Ghost Story

First published: 1979

Type of work: Novel

Type of plot: Fantasy—superbeing

Time of work: 1977, with flashbacks to 1929

Locale: Milburn, a small town in New York

The Plot

The frame narrative is set immediately after the final events of the main story. The opening sequence of a man fleeing cross-country with a kidnapped young girl is quite mysterious because it is offered without explanation.

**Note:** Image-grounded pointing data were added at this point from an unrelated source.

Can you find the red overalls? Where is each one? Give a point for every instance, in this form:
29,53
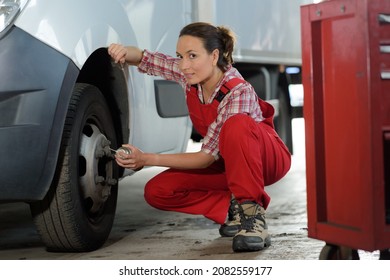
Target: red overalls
252,156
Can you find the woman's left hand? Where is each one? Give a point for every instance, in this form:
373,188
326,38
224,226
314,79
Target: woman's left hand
133,160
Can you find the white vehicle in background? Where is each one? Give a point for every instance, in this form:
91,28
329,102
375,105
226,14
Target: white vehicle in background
64,103
268,50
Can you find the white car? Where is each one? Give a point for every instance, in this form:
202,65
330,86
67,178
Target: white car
64,104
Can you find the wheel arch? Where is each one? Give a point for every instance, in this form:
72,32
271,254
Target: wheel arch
111,80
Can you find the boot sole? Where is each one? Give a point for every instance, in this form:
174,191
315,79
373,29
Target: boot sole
229,231
250,244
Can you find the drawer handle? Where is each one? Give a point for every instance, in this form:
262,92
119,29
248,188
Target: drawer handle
384,19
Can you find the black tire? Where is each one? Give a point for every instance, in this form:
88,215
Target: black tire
283,124
78,212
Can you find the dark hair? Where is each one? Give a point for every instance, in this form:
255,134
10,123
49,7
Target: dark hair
213,37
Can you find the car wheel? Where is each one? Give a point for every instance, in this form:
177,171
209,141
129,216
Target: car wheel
78,211
282,122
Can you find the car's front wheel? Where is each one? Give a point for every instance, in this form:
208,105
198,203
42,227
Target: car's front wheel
78,212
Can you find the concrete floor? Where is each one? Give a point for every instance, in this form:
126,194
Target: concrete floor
141,232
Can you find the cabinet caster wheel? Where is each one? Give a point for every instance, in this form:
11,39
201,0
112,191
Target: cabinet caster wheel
334,252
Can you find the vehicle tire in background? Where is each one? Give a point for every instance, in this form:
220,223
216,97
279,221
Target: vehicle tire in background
283,122
78,211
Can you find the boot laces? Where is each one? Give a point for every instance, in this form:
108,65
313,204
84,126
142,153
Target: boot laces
254,221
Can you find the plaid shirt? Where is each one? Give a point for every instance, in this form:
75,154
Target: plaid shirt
241,99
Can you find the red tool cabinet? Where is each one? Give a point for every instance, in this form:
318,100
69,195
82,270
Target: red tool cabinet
346,79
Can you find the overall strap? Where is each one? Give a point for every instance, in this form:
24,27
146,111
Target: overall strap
226,87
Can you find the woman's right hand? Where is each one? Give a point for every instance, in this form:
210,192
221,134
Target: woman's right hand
118,53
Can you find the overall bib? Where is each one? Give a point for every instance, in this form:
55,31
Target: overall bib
252,156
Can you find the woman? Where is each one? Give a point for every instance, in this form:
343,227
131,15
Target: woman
241,153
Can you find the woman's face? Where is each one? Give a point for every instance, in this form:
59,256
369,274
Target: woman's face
196,63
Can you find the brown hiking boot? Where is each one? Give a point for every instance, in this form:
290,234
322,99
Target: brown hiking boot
253,235
233,224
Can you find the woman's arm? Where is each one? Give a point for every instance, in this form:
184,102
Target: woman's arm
138,159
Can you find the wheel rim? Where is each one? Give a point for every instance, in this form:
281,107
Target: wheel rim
95,169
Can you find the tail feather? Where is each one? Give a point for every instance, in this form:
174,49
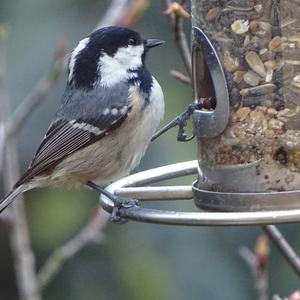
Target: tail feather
10,197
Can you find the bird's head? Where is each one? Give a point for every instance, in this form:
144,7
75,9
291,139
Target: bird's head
107,56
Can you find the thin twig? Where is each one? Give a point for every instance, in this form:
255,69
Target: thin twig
19,236
91,233
283,246
176,22
260,278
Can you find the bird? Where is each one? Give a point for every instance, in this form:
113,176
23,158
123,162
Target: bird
110,109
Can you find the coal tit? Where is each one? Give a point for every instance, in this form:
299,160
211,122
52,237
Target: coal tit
110,109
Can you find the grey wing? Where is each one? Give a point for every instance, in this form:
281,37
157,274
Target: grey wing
67,135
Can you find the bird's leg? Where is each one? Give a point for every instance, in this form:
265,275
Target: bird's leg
181,122
119,202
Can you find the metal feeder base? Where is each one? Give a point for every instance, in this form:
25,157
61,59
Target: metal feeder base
136,186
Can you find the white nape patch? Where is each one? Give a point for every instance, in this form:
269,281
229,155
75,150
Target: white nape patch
123,110
114,69
87,127
81,45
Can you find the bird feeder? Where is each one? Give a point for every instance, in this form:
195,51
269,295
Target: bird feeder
246,60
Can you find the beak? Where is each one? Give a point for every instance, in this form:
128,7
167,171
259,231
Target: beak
152,43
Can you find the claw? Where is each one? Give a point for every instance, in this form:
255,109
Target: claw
119,202
181,122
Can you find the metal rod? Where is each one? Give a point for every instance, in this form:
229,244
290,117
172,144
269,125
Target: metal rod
157,192
188,218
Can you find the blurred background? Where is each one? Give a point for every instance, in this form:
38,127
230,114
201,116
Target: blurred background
134,261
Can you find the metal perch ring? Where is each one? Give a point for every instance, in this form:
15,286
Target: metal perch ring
133,187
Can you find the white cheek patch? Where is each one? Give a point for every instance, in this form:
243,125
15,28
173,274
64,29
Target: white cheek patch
81,45
115,69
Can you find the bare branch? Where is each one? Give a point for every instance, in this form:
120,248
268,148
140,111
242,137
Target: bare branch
256,262
19,236
176,13
91,233
283,246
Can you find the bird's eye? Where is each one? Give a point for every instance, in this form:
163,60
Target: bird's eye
132,41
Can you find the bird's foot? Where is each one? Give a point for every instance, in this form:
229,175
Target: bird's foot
120,203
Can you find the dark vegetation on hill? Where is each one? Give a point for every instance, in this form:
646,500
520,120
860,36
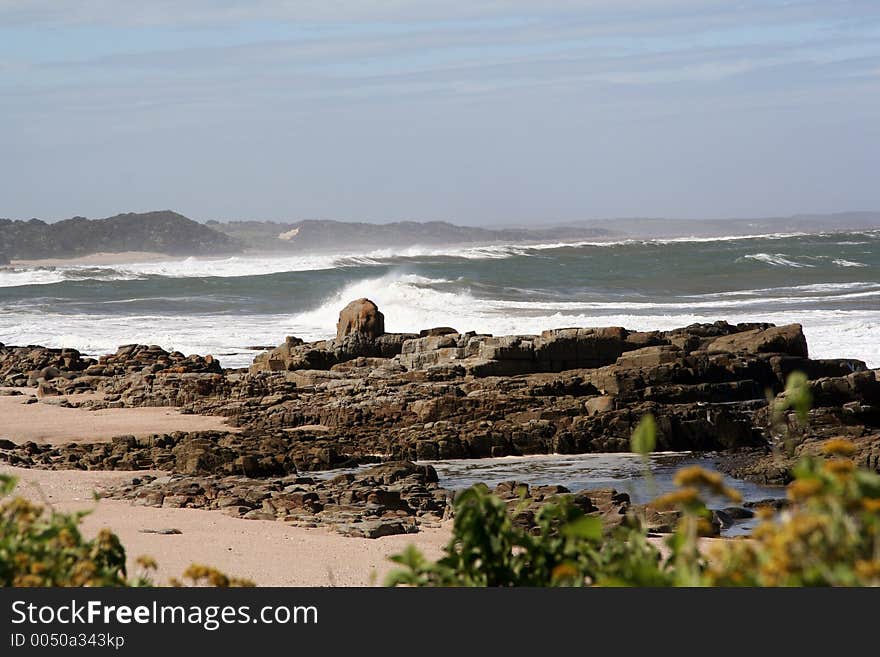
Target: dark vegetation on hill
163,232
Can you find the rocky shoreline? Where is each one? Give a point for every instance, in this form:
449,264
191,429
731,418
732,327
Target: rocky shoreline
368,396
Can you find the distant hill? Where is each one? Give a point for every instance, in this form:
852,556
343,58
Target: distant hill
323,235
162,232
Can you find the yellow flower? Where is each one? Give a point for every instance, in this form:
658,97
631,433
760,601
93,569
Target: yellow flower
838,447
871,504
564,571
868,569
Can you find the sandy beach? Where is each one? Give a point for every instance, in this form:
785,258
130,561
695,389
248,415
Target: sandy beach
266,552
47,422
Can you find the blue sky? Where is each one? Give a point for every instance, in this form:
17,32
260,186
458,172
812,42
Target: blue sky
495,112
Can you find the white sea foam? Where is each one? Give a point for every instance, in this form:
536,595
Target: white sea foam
840,262
258,265
775,259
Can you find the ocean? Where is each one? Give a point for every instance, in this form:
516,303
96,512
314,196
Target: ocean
829,282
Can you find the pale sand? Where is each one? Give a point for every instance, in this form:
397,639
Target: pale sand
125,257
46,422
266,552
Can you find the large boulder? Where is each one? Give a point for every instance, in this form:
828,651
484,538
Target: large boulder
360,317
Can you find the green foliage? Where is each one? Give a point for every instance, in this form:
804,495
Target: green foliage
829,534
40,547
488,549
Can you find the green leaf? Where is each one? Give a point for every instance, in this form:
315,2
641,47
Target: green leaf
7,484
644,438
588,528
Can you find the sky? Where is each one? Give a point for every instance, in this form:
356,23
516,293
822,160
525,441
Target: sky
489,112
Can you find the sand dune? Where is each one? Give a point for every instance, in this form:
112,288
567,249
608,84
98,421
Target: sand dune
269,553
47,422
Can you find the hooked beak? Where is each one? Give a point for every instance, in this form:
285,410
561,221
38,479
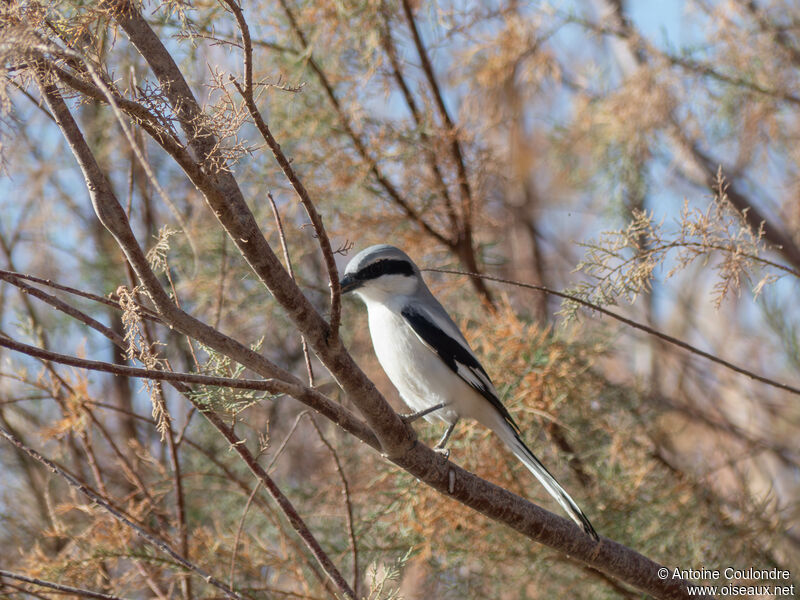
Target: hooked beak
349,283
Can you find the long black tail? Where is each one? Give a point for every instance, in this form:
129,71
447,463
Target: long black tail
522,452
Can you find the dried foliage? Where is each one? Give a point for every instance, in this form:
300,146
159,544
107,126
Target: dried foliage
492,137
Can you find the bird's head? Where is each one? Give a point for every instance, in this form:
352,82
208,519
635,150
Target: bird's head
381,273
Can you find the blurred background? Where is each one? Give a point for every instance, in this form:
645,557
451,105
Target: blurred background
641,156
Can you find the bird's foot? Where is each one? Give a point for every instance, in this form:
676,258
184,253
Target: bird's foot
411,417
445,452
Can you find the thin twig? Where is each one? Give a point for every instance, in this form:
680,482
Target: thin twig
348,505
151,539
631,323
316,220
287,258
59,587
255,489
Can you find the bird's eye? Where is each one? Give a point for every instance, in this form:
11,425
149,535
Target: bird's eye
385,267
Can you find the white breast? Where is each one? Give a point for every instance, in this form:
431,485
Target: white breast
420,376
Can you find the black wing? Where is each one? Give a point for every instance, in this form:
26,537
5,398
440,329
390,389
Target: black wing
456,355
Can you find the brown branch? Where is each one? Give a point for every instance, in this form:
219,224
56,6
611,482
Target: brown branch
355,137
96,498
397,440
636,325
397,72
465,244
305,199
287,258
348,506
226,201
308,396
450,128
59,587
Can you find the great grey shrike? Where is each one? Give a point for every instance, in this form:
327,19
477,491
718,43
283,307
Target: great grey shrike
430,363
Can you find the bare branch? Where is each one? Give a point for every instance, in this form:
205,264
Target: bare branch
151,539
59,587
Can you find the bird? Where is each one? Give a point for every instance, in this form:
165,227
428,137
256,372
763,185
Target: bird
428,360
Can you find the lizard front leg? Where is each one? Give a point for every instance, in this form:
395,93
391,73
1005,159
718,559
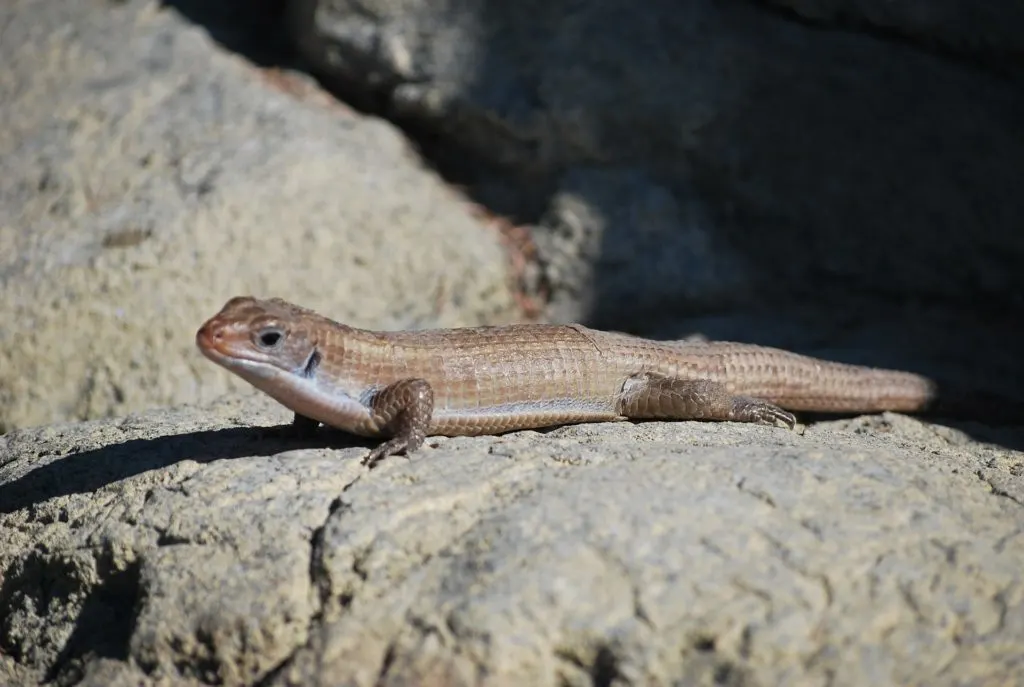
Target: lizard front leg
402,411
650,396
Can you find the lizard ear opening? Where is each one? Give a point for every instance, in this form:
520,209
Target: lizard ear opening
269,337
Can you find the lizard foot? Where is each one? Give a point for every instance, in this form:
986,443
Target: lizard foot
762,413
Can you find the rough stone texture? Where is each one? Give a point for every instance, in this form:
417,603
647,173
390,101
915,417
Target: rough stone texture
716,156
835,192
147,175
187,547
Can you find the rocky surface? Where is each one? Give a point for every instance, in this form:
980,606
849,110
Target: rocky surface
147,176
718,156
187,547
730,169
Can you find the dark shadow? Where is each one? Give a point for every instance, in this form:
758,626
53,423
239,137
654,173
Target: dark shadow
87,471
250,28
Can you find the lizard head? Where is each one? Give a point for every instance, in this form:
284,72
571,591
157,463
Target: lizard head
260,339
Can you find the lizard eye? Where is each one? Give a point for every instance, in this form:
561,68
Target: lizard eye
269,337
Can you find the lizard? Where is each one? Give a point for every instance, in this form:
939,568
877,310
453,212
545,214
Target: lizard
403,386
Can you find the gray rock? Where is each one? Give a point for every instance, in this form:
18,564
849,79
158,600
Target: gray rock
146,176
188,547
718,157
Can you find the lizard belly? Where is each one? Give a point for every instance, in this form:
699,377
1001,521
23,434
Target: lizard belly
520,415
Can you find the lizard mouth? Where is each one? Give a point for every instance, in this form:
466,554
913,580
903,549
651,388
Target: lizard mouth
210,340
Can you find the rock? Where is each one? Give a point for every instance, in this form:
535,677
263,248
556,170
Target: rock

The main narrative is divided into three parts. The first, told with many flashbacks and memories, defines the situation. Five of the oldest and most influential men in Milburn had been meeting, for companionship and storytelling, as the Chowder Society. Sears James and Ricky (Frederick) Hawthorne are lawyers, John Jaffrey is a physician, Edward Wanderley was a writer, and Lewis Benedikt is a retired hotel owner. One year earlier, Wanderley had died while attending a party for an actress he was writing about, Ann-Veronica Moore. After that, the members of the Chowder Society all experienced nightmares, and the stories they told at their meetings turned macabre. Sears James tells a lengthy story, clearly based on Henry James’s The Turn of the Screw (1898), featuring brothers Gregory and Fenny Bate. The four surviving members of the group contact Edward Wanderley’s nephew Don, but they are too late to prevent Jaffrey from jumping off a bridge under peculiar circumstances.

The second section sets up the conflict. Don Wanderley earns admission to the Chowder Society with the story on which his novel The Nightwatcher is based. Two years before, Alma Mobley, a strange and beautiful young woman, seduced Don and then drove his brother, David, to suicide. Don mentions her associates, a woman named Florence de Peyser, Greg Benton, and Greg’s brother. The Bentons appear to be the Bate brothers from James’s story. The picture of Milburn deepens, and what appears to be an ordinary town increasingly is plagued by odd phenomena as a rough winter settles in. Animals are killed and apparitions are sighted. Lewis narrowly escapes an automobile accident, swerving to avoid a figure resembling his late wife; a spinster is killed after seeing her dead brother; Dr. Rabbitfoot, a character from Wanderley’s newest novel, is heard; and the Bate brothers frequently appear, including at the death of an insurance salesman. Peter Barnes, a high school senior, sees the insurance salesman die in the company of the lawyers new secretary, Anna Mostyn, and Barnes himself barely escapes from Mostyns house while another boy is killed.

The full situation is revealed and the battle is joined in the third section. Lewis describes the suicidal death of his wife, a fate intended for him, during a visit to Florence de Peyser and her young niece, Alice Montgomery, fifteen years earlier. He is then trapped with delusions and killed. Sears and Ricky tell Don “the ultimate Chowder Society story,” concerning the death in 1929 of actress Eva Galli, in which all five future Chowder Society members participated. Peter sees his mother killed, then joins the other three in their fight. Their adversaries are revealed as Manitou, or shape-shifters, what people used to call vampires and werewolves, reoccurring in similar identities and taking shape from human imaginations. Anyone who gives in to them or is killed by them becomes their tool. Sears is killed, and Ricky’s wife, Stella, is kidnapped but escapes. Ricky, Don, and Peter kill the Bate creatures, and Peter stabs the Galli creature, but she escapes as a bird, so Don promises to await her return.

The end of the frame narrative explains the beginning: The young girl is the shape-shifter returned. Don not only ends that human identity but kills the thing, presumably forever, in its final form of a wasp.